The U.S. District Court for the Northern District of Alabama awarded summary judgment to AseraCare in a False Claims Act (FCA) case stemming from whistleblower allegations that AseraCare knowingly certified clinically ineligible patients as eligible for Medicare hospice benefits. The court found that when hospice certifying physicians and medical experts look at the same medical records and disagree about whether the medical records support hospice eligibility, the opinion of one medical expert alone is not sufficient to prove falsity as a matter of law.
The government alleged that AseraCare submitted false claims to Medicare by certifying patients as eligible for hospice benefits who did not have a prognosis of “a life expectancy of 6 months or less if the terminal illness runs its normal course.” Such certifications, known as Certificates of Terminal Illness, are based on the certifying physician’s clinical judgment. To prove falsity, the government relied on the testimony of its medical expert, Dr. Solomon Liao, and the patients’ medical records, which Dr. Liao contended did not support the patients’ prognoses.

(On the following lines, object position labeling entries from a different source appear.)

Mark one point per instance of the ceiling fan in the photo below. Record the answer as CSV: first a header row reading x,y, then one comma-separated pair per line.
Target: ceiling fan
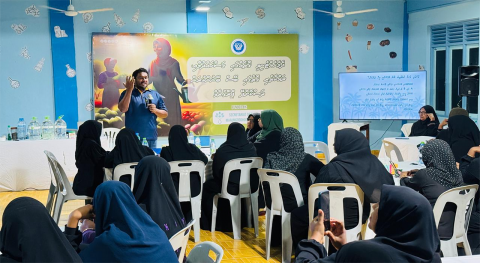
x,y
340,14
72,12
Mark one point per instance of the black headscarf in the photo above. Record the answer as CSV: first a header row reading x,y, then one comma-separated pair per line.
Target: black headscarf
x,y
426,127
127,149
89,131
255,131
440,163
354,161
124,232
179,149
156,194
29,234
463,135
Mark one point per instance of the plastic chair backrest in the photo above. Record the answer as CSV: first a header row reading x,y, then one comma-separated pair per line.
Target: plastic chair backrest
x,y
244,165
336,203
275,178
179,241
462,199
313,146
63,184
389,147
406,129
123,169
184,168
199,254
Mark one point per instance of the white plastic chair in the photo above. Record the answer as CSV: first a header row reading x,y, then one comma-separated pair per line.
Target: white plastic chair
x,y
389,147
244,165
406,129
274,179
199,254
184,168
125,169
64,189
312,147
111,134
336,205
179,241
462,197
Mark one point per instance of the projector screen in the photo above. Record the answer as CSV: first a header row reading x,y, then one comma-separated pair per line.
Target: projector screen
x,y
382,95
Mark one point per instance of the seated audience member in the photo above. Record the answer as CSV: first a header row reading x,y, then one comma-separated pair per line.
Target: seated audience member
x,y
89,159
470,168
128,149
236,146
253,128
440,175
29,234
291,157
444,133
463,134
354,164
428,124
124,232
156,195
405,232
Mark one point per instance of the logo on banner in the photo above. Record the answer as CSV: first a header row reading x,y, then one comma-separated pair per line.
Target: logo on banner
x,y
238,46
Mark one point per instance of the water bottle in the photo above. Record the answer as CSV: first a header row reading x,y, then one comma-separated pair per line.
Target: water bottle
x,y
34,129
60,128
22,129
47,129
197,142
213,148
191,138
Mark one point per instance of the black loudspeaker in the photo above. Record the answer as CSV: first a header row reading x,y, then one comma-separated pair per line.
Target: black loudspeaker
x,y
468,81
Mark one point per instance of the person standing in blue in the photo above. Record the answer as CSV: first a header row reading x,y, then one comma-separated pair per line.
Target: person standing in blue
x,y
142,106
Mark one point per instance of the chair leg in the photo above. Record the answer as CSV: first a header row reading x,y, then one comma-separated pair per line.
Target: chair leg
x,y
268,234
214,213
196,215
236,213
254,201
286,238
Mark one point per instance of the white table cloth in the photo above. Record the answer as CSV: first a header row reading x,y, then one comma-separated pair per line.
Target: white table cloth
x,y
407,146
23,165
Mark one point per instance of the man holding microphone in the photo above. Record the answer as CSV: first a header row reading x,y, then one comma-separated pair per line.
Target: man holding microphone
x,y
142,106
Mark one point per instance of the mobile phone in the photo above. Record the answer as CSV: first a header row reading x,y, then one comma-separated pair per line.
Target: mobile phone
x,y
323,202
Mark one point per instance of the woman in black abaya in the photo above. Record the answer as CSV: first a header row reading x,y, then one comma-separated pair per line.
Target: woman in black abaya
x,y
236,146
89,159
29,234
405,232
156,195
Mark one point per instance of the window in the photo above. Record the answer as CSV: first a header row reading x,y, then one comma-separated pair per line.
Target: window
x,y
453,45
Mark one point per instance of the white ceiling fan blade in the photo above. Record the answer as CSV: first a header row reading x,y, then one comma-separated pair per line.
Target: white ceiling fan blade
x,y
326,12
60,10
95,10
361,11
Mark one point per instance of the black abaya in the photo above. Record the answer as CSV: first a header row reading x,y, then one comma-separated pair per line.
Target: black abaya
x,y
89,159
29,234
156,195
236,146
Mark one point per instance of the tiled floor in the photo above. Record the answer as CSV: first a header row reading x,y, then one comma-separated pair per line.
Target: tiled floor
x,y
249,249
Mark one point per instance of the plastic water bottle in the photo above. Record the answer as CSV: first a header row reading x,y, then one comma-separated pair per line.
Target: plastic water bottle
x,y
60,128
213,148
47,129
22,129
191,138
34,129
197,142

Although the court initially denied AseraCare’s motion for summary judgment, the court sua spontereconsidered the motion after vacating a jury verdict in favor of the government upon finding that the court’s jury instructions were incorrect. Specifically, the district court determined that it should have instructed the jury that a mere difference of opinions among physicians, without more, is insufficient to show falsity under the FCA.

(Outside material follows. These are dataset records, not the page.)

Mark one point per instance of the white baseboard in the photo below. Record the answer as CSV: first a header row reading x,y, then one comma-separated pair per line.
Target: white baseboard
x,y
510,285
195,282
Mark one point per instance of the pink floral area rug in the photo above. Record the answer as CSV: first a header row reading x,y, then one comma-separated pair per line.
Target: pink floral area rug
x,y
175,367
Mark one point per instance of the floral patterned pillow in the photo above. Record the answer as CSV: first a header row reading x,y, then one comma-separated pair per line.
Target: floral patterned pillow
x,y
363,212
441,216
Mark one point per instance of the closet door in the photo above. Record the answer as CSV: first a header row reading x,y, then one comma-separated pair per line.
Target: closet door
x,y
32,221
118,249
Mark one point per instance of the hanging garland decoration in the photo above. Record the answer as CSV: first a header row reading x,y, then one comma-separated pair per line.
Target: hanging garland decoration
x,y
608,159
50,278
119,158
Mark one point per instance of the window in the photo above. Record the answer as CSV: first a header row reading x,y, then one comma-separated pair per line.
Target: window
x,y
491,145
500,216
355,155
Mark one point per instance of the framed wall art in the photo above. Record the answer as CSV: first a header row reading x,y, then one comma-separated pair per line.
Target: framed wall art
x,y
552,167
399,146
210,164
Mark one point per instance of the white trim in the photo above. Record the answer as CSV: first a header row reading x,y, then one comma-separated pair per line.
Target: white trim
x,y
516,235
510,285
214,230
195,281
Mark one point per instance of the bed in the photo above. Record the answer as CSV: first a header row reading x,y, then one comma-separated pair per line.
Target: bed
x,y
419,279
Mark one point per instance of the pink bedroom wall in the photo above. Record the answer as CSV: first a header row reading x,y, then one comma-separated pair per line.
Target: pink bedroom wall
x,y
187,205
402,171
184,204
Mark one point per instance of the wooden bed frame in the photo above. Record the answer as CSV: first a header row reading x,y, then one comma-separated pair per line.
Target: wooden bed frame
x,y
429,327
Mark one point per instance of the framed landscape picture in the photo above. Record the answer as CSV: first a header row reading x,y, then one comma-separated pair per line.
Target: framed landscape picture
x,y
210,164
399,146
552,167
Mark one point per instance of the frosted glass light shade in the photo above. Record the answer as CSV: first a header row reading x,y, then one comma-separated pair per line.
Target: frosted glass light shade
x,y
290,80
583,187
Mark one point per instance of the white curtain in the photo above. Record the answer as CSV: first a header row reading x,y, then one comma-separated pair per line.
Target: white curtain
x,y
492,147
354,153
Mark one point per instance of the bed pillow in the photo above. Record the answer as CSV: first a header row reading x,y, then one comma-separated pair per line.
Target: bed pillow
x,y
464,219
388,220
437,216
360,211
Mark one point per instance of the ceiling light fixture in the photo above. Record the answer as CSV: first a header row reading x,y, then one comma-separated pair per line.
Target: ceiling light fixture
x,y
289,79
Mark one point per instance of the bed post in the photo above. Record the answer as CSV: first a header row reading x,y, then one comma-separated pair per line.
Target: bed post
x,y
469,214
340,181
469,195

On reconsideration of AseraCare’s motion for summary judgment, the court determined that the government failed to point to any admissible evidence to prove falsity other than Dr. Liao’s opinion that the patients’ medical records at issue did not support certification for hospice services. Importantly, AseraCare’s medical experts opined that the information in the same patient medical records supported hospice eligibility. The court found that this difference in opinion among experts alone did not constitute falsity under the FCA. In support of its ruling, the court noted that CMS guidance emphasizes the importance of a physician’s clinical judgment in the hospice certification process. Thus, the court reasoned that allowing a mere difference of opinion among physicians to prove falsity “would totally eradicate the clinical judgment required of the certifying physicians.” The court further observed that the government had “backed itself into a corner regarding its proof of falsity” by representing to the court that the government did not intend to use the testimony of relators’ or the treating clinicians’ to prove falsity. Instead, the government relied solely on the testimony of an expert who simply offered expert opinion based on the expert’s clinical judgment.
Because a difference of opinion between physicians and medical experts about which reasonable minds could differ was all the government presented to prove falsity of the claims for the patients at issue, the district court concluded that the falsity element could not be proven as a matter of law and, therefore, granted AseraCare’s motion for summary judgment.